February 2, 2006--Posted at 4:30 p.m. CST
"Everybody's just trying to survive out here," said area farmer Joe Christian.
Limited rainfall and higher production costs are driving rice farmers in Region 8 to make hard decisions about their livelihood.
"A lot of the indications that we are seeing is there is going to be a reduction in the rice acres by 10 to 20 percent. Ultimately there are going to be farmers going out of business." said Branon Thiesse Craighead County Extension Agent.
With fuel prices at over 2 dollars a gallon and fertilizer at 400 dollars a ton, the low price for a bushel of rice is driving a number of rice farmers in the area to farm soy beans. But this too presents a problem of supply and demand.
"If we drop our rice and plant our soy bean and we hear all around the country that there is going to be more soy bean acres that is going to cause the cost of soy beans to drop," said Christian.

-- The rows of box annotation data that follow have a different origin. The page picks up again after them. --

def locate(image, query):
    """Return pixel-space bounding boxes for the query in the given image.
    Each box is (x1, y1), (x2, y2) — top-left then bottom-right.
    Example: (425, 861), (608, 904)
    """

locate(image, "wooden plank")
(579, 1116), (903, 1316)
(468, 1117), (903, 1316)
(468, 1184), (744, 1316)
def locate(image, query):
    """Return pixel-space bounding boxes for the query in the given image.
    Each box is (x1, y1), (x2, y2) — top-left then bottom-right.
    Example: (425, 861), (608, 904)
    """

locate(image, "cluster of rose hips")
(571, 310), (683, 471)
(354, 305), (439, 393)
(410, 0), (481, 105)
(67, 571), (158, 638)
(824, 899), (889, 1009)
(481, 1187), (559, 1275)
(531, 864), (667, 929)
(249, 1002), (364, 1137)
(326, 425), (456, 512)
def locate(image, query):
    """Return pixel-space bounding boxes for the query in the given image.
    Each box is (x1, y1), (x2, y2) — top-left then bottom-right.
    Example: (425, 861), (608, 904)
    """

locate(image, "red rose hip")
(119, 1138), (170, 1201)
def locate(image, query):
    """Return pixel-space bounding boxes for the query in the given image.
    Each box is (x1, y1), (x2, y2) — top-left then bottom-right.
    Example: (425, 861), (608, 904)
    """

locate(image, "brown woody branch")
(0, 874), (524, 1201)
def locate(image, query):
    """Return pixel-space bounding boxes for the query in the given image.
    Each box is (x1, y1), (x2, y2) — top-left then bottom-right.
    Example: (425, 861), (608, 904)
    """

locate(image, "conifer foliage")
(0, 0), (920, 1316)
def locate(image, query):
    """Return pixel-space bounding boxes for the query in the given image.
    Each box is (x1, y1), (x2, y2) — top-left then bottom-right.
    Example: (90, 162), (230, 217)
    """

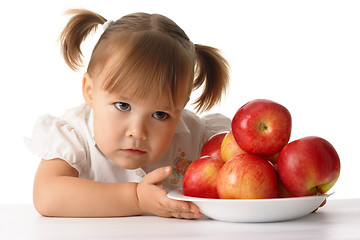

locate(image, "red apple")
(183, 156), (224, 198)
(216, 153), (278, 199)
(231, 99), (291, 156)
(221, 130), (246, 162)
(200, 132), (227, 159)
(277, 136), (340, 196)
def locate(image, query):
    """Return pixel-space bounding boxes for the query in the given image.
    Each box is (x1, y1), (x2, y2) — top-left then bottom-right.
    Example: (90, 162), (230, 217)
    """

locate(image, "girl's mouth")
(122, 149), (146, 155)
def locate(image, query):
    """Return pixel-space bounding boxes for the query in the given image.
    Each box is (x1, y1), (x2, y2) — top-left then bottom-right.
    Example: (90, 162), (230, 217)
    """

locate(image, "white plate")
(168, 189), (329, 222)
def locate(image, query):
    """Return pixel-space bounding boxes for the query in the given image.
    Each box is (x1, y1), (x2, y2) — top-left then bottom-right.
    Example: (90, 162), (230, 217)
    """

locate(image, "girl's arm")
(34, 159), (201, 218)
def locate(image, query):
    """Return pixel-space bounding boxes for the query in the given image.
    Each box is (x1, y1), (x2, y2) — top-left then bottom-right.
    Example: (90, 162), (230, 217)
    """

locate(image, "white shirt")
(26, 105), (231, 190)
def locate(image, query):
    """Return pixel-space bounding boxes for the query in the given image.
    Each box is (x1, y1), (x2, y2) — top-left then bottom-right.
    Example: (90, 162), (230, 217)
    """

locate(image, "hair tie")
(103, 20), (114, 32)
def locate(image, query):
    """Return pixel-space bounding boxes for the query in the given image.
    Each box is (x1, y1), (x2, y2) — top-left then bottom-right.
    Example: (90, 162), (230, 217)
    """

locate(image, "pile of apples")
(183, 99), (340, 199)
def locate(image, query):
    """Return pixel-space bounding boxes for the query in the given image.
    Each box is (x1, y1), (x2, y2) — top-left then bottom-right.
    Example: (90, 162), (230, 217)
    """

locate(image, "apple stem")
(260, 122), (267, 131)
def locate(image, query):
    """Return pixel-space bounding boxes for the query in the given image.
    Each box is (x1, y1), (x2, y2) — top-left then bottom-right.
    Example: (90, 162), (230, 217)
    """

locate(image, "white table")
(0, 199), (360, 240)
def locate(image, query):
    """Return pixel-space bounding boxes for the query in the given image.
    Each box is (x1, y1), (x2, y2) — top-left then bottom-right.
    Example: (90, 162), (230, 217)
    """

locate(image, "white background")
(0, 0), (360, 203)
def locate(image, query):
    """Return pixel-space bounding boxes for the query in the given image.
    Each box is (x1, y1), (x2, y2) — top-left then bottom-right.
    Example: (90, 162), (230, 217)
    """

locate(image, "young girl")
(28, 10), (230, 219)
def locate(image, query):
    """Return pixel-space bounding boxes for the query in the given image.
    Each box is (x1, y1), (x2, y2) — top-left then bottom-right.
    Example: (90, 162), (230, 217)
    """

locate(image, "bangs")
(102, 30), (194, 108)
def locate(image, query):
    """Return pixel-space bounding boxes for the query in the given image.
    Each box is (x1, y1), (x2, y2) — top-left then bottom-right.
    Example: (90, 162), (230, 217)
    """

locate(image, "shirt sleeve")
(25, 115), (88, 172)
(202, 113), (231, 144)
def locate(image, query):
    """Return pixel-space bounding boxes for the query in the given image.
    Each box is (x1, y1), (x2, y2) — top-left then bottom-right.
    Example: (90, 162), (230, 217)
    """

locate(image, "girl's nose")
(126, 120), (147, 140)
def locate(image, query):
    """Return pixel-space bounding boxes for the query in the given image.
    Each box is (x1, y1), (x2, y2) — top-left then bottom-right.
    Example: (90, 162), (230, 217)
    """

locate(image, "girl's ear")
(82, 73), (94, 108)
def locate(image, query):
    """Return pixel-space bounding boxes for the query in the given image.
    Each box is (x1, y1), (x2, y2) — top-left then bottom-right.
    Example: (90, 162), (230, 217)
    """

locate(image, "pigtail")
(60, 9), (106, 71)
(193, 44), (229, 112)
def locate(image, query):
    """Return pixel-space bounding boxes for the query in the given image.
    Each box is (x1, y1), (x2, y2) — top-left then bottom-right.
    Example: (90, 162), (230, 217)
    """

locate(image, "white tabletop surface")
(0, 199), (360, 240)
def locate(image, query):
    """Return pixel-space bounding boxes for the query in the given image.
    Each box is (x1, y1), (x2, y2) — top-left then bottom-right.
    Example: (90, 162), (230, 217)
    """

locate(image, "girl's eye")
(153, 112), (169, 120)
(114, 102), (131, 111)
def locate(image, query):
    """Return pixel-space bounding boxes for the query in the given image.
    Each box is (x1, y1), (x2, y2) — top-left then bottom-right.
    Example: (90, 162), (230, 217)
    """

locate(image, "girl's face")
(83, 74), (188, 169)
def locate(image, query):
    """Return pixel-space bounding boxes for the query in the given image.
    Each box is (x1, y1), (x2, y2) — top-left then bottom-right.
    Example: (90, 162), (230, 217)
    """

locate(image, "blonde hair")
(60, 9), (229, 112)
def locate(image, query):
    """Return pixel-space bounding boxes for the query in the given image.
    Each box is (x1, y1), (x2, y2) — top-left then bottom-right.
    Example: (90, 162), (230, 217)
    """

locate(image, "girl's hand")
(137, 167), (201, 219)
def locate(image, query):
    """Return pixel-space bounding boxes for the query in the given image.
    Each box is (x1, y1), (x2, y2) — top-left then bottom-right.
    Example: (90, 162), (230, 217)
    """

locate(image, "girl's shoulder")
(176, 109), (231, 138)
(25, 106), (90, 170)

Farmers are making the switch to soy beans because it a lower cost per acre crop, but in some cases soy beans aren't even profitable and a number of fields in Region 8 will go unused this year.
"It's my understanding they are already having trouble finding renters for some of this ground and it's just going to get worse unless we get better prices for our crop," said Christian.
For a country that has the cheapest food costs in the world the impact of a drop in production could be felt across the region.
"I think you are going to see a ripple effect, car dealers sell a lot of trucks to farmers, equipment dealers it will just go on down," said Christian.
For farmers who depend on the ground to make their living and are feeling the pinch of prices, they hope this uncertainty is temporary.
"It usually goes in cycles, it will probably get better but there is no guaranteeing that," said Christian.